5) "White Rose" - Peter Arnott
I saw this at the Edinburgh Fringe Festival and of the 40 shows I crammed in my time there, this was head and shoulders the best. But you won't even find a copy of the script available on Amazon. It was in a theatre so small that it didn't even have a stage, but that perfectly suited its small scale for 3 actors. Set in World War Two Russia, a male fighter pilot, a female fighter pilot (the eponymous 'White Rose' and their shared female engineer, beautifully enact their triangular relationships, taking in the war, gender, love, patriotism, politics and just what it means to be human in the face of extremes and the prospect of death.

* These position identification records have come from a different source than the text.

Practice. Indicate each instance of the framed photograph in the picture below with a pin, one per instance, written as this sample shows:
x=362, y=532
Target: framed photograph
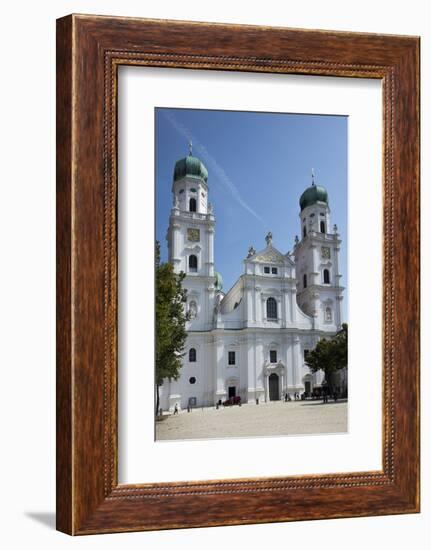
x=237, y=274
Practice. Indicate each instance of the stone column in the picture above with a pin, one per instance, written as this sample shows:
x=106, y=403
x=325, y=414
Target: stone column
x=220, y=390
x=210, y=251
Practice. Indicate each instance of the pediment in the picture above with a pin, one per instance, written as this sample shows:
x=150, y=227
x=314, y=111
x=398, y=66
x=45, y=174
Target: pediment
x=271, y=255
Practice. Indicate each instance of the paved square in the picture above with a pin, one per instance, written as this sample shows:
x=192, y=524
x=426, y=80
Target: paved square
x=266, y=419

4) "AC/DC" - Heathcote Williams
The enfant terrible of the UK stage in the 1960s, which is saying something given the obsession with sex that abounded once plays were no longer censored by the offices of the Lord Chamberlain after 1968. This play was so prescient about all things that would go on to become our obsession with celebrity. It's visceral and yet has stunningly powerful visual imagery. I'm not sure how it would hold up to scrutiny today, simply because what it portrayed has now become so commonplace. But a work of genius to be sure.



3) "Marat/Sade" - Peter Weiss
A powerful play about the French revolution and how political dissidents were locked up in insane asylums. Thus it explores that boundary between revolutionary/radical thinkers and the mad, while also examining the propensity for change within the individual and across whole societies.



2) "Geography of a Horse Dreamer" - Sam Shepard
I think of all playwrights, Shepard has my favourite body of work. It's hard to pick just one. But there were a few plays he wrote in exile in the UK, looking back at his home country of the US and this is one from that period. It's small but perfectly formed, as a cowboy is kidnapped by gangsters because he has a special gift for forecasting winning racehorses so they can clean up at the bookies. However, cut adrift from his Wyoming home, the cowboy is losing his mind and his touch, whereupon the gangster captor is getting more desperate to restore his powers, while his doctor sidekick is more keen to isolate the creative energy by culling his body parts. The cowboys' brothers turn up to rescue him and return him to the range. Shepard's psychic pain at being cut off from his own home roots are encapsulated in this perfectly.



1) "Endgame" - Samuel Beckett
No one 'got' theatre like Beckett in my opinion. I think because real life amused him and was absurd and illusory as the stage itself. Life was a play and not a very logical or coherent one at that. Everyone cites "Godot" of course, but I believe this is a far superior play. One character Hamm is unable to stand, his antagonist Clov unable to sit. Hamm's parents both live inside dustbins. It's bleak and dystopian and nihilistic but it is also funny and moving and has stark, stripped down visually imagery that is so powerful. When life is so painfully absurd, all you can do is laugh at it, which is exactly what Beckett has us do. It's one of those plays that is so all-absorbing, the audience are no less captives in the theatre than the characters on stage, until the houselights come up to release them... into a world as absurd and illogical outside the theatre's doors. For the duration of the play, there is no outside world, no fourth wall of separation. A masterpiece.